The test failure is, as far as I can tell, unrelated to this PR
__________ TestConstructorStandard.test_input_with_all_missing_values __________
self = <eofs.tests.test_error_handling.TestConstructorStandard object at 0x7f625167f6d8>
def test_input_with_all_missing_values(self):
# input with only missing values, missing values are propagated
# because the default for the center argument is True
solution = reference_solution('standard', 'equal')
data = solution['sst']
mask = data.mask
mask[-1] = True
with pytest.raises(ValueError):
> solver = self.solver_class(data)
E Failed: DID NOT RAISE <class 'ValueError'>
edit: that's not true, there are also tests failing because dask is not available in some of the travis envs.
@ajdawson, if this looks OK then I could add some mention to dask
in the documentation.
Looks good now @ScottWales. Can I ask you to rebase on the current master (which I just updated)? I had forgotten to merge in the 1.3 development branch back in to master after the last release, which included an upgrade of the CI testing to have more coverage and test on more recent versions of Python. I'd just like to see the updated test system pass for this PR, otherwise good to merge.
Thanks @ajdawson, rebase now done
Thanks @ScottWales, this is a nice update. And thanks @rabernat and @navidcy for testing/review.
@ajdawson, if this looks OK then I could add some mention to dask in the documentation.
@navidcy - some mention of dask in the documentation should definitely be made now. If you would like to have a go I will happily review.
The Dask array library includes a parallel SVD solver.
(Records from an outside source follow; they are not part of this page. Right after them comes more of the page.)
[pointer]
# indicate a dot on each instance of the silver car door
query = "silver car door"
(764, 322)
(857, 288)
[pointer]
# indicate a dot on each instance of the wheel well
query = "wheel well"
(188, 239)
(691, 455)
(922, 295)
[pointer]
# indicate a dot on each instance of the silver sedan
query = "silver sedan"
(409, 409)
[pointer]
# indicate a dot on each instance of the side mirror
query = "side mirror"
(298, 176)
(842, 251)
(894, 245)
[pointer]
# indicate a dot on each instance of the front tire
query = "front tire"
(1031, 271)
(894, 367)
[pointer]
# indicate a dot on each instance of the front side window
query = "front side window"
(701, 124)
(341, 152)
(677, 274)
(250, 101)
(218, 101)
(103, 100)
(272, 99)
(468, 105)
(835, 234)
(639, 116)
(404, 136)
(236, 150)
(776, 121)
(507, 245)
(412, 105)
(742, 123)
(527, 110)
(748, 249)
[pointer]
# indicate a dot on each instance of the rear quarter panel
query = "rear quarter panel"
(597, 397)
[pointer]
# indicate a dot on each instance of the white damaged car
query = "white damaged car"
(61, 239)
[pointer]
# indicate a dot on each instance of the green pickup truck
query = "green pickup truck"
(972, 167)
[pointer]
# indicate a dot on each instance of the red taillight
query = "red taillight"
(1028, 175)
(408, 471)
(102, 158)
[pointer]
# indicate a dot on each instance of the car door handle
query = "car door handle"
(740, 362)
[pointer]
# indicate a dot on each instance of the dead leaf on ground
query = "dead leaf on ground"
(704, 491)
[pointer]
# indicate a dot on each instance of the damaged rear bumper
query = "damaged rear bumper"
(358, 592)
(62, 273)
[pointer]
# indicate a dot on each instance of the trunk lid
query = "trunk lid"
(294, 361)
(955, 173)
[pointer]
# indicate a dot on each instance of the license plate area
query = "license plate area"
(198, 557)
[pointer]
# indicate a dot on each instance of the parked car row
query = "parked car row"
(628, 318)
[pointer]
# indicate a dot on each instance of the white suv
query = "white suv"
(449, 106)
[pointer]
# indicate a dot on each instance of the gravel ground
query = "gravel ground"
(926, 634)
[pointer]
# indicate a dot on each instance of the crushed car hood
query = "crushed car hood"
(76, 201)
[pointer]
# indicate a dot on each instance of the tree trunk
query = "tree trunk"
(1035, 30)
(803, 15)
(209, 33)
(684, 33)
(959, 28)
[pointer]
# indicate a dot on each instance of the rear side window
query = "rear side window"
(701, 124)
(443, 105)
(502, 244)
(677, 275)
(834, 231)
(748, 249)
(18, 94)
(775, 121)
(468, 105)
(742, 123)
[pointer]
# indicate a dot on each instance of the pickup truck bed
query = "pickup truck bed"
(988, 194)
Use this to compute the EOF, provided the input data is a Dask array (e.g. from using
xarray.open_dataset(..., chunks={'time': 10})
)Dask arrays are only used for the input to the EOF calculation. Because of the way that masking works the output from the SVD solver is converted into normal Numpy arrays. There should still be some benefit from the parallel SVD algorithm that Dask uses, though I've not measured performance.
Both the standard and Xarray solvers are supported. Iris can in theory use Dask, but I couldn't see how to set up test data for it.